A Nova Scotia family is questioning the expansion of One Person One Record after saying lost ultrasound referrals preceded their baby’s death.
A Nova Scotia family is asking for clearer answers before the province expands its new electronic medical records system Saturday to hospitals across the Halifax-area central zone.
Cassidy Horne, from Ostrea Lake, was about four weeks from her due date when her daughter, Arabella, died in January. Her family says Horne and her doctor had been worried for weeks that the baby had stopped growing, and that at least two ultrasound referrals sent to the IWK Health Centre were later described by hospital staff as lost during the switch to the new system.
The family says it still does not know whether the One Person One Record system played any role in what happened. Dr. Krista Jangaard, president and CEO of the IWK Health Centre in Halifax, told CBC she could not discuss Horne’s case or other specific patient situations because of confidentiality rules, but said she was not aware of any serious patient harms since the system launched at the children’s hospital in December.
“Do I believe there have been any significant patient harms over the last five months? No,” Jangaard said. Asked whether any deaths were connected to OPOR, she again said no.
The $365-million system is intended to combine more than 80 workflows for patient information, from lab records to food service requests, into one platform as it is implemented across Nova Scotia. The IWK was the first hospital in the province to move to OPOR. The next rollout is scheduled for all hospitals in the central zone, including the Halifax area, the Eastern Shore and West Hants.
Horne’s family says the timing makes the unanswered questions more urgent. After Arabella’s death, Health Minister Michelle Thompson promised an investigation. The family was interviewed by the hospital after speaking publicly in March, but says it has not received an update since.

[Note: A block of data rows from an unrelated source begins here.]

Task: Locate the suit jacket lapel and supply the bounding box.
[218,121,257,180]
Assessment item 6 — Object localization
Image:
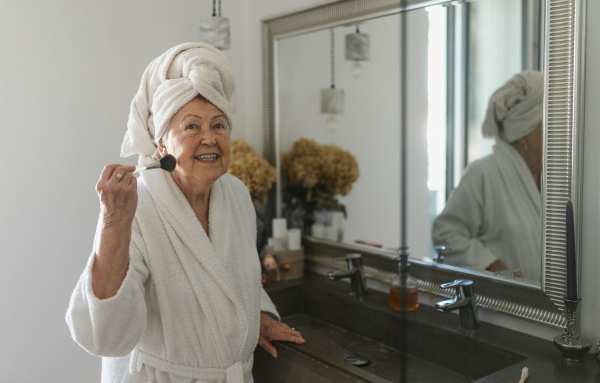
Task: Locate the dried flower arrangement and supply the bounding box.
[281,138,359,219]
[227,140,276,204]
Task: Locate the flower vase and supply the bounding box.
[283,200,315,235]
[253,201,269,256]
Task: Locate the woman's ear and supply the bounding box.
[519,136,529,150]
[158,138,168,157]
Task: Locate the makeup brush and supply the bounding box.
[133,154,177,173]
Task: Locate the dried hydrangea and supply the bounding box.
[227,140,276,203]
[281,138,323,189]
[321,145,359,195]
[281,138,359,209]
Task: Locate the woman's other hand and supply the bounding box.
[92,165,138,299]
[258,312,304,358]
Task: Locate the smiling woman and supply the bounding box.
[158,96,229,234]
[67,43,304,383]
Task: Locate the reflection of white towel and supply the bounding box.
[432,140,542,282]
[67,171,276,383]
[482,70,544,142]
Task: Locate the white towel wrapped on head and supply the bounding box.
[121,43,233,165]
[482,70,544,143]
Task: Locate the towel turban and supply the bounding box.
[482,70,544,143]
[121,43,233,165]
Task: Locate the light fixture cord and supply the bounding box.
[329,28,335,89]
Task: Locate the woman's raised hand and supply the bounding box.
[96,165,137,228]
[92,165,138,299]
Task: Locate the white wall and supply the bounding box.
[0,0,255,383]
[580,0,600,349]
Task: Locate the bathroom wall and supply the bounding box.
[0,0,261,383]
[0,0,600,383]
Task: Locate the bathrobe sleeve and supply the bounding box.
[260,287,281,321]
[66,221,149,357]
[432,163,498,270]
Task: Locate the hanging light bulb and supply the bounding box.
[352,61,362,77]
[327,114,337,133]
[321,29,344,132]
[346,24,369,77]
[200,0,231,50]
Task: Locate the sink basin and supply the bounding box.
[253,274,526,383]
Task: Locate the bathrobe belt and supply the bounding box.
[129,347,254,383]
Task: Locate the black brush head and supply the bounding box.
[160,154,177,172]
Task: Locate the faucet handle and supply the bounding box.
[440,279,475,298]
[433,245,452,263]
[333,253,362,270]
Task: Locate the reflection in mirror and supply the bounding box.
[276,0,541,283]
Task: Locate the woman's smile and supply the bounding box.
[194,154,220,164]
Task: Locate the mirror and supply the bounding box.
[262,0,582,327]
[276,0,542,285]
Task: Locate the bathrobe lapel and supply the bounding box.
[144,171,248,366]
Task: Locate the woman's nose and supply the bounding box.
[200,129,217,146]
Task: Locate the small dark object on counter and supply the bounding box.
[344,355,371,367]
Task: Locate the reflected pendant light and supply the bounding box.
[200,0,231,50]
[321,29,344,132]
[346,24,370,77]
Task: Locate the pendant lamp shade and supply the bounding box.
[346,32,370,61]
[200,16,231,50]
[200,0,231,50]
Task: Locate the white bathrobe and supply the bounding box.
[432,140,542,282]
[66,170,278,383]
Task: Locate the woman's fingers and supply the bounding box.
[96,164,137,225]
[258,336,277,358]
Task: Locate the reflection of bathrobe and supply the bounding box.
[432,140,542,281]
[67,170,277,383]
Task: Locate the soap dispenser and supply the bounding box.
[390,255,419,312]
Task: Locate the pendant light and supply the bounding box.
[346,24,370,77]
[321,29,344,132]
[200,0,231,50]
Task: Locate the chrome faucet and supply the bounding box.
[433,246,452,263]
[327,254,367,297]
[435,279,479,330]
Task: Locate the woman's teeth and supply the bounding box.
[195,154,219,161]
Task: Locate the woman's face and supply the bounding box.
[159,97,229,187]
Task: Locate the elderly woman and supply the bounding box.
[432,71,544,280]
[66,43,304,383]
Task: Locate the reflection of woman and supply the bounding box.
[67,43,303,383]
[432,71,544,280]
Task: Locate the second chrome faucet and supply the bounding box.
[327,254,367,297]
[435,279,479,330]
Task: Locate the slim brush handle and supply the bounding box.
[133,161,160,173]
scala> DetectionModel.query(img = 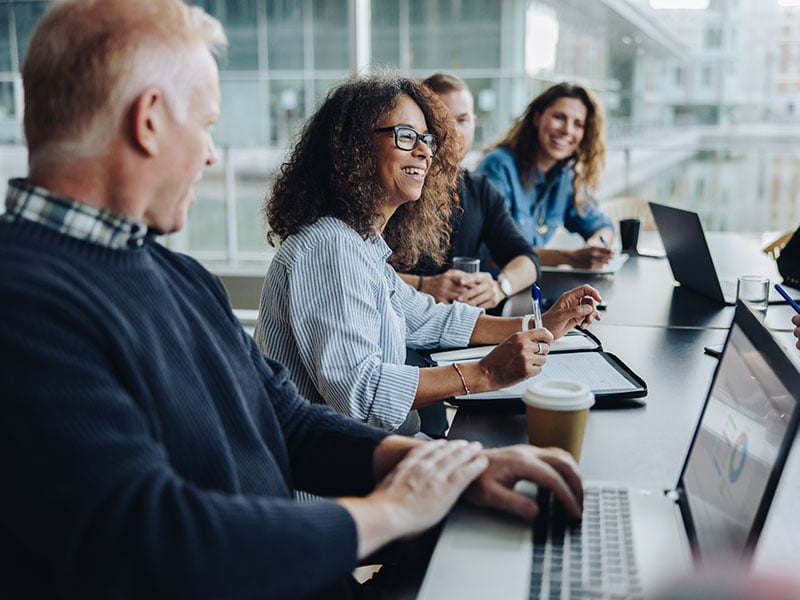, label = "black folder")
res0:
[431,329,647,408]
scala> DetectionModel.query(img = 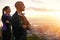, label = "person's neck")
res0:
[17,10,22,14]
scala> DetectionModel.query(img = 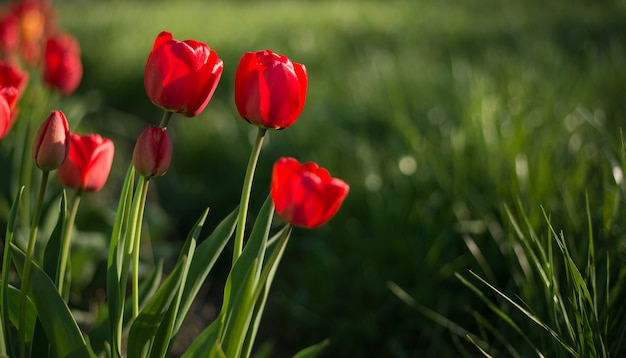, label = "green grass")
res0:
[48,0,626,357]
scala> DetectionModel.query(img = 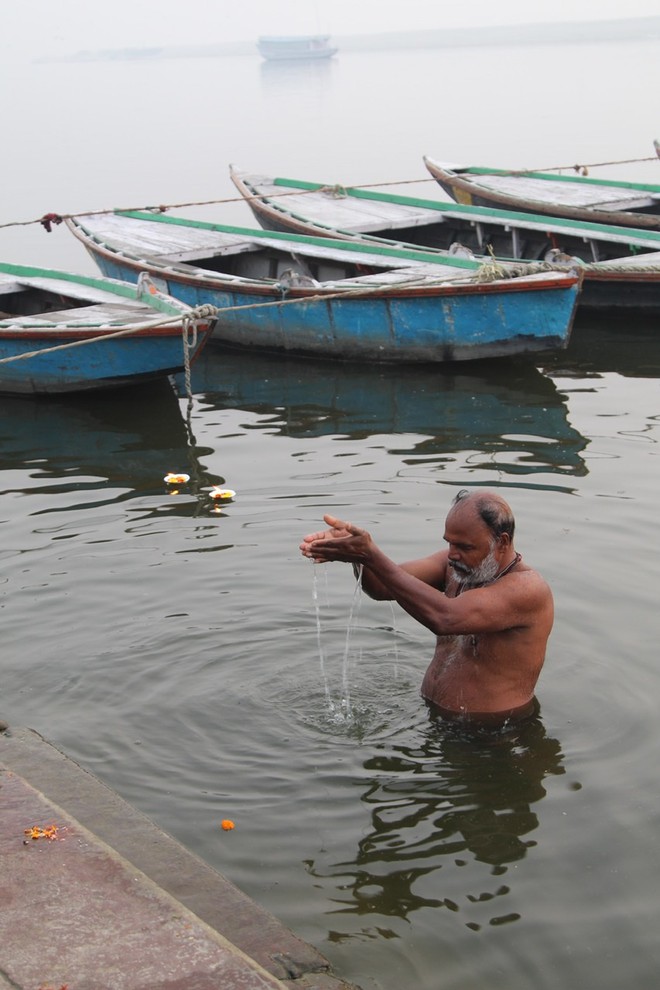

Concerns about the rollout have also been raised by health-care workers and unions. The Nova Scotia Government and General Employees Union has called for Nova Scotia Health to delay the expansion, citing a survey of 260 IWK workers in which 58 reported direct harm to patients and 188 reported delays in care.
CBC also obtained, through a freedom of information request, a redacted letter from an IWK physician to the health minister and Nova Scotia Health CEO Karen Oldfield. The letter, sent two days before Arabella died, said several prenatal ultrasound requisitions had been lost and that some patients received ultrasounds later than recommended. “This is not acceptable,” the doctor wrote.
Janet Hazelton, president of the Nova Scotia Nurses’ Union, said her members have concerns about the system, though she said they are being addressed as well as possible. She described the first four to six weeks after the IWK transition as “really concerning,” but said there has since been “a tremendous amount of positive progress.”
Jangaard said some documentation had not been easy to find or had been misdirected, but said those issues have been changed and fixed. For Horne’s family, the central question remains whether the province should press ahead before explaining what happened to the referrals and what safeguards are now in place.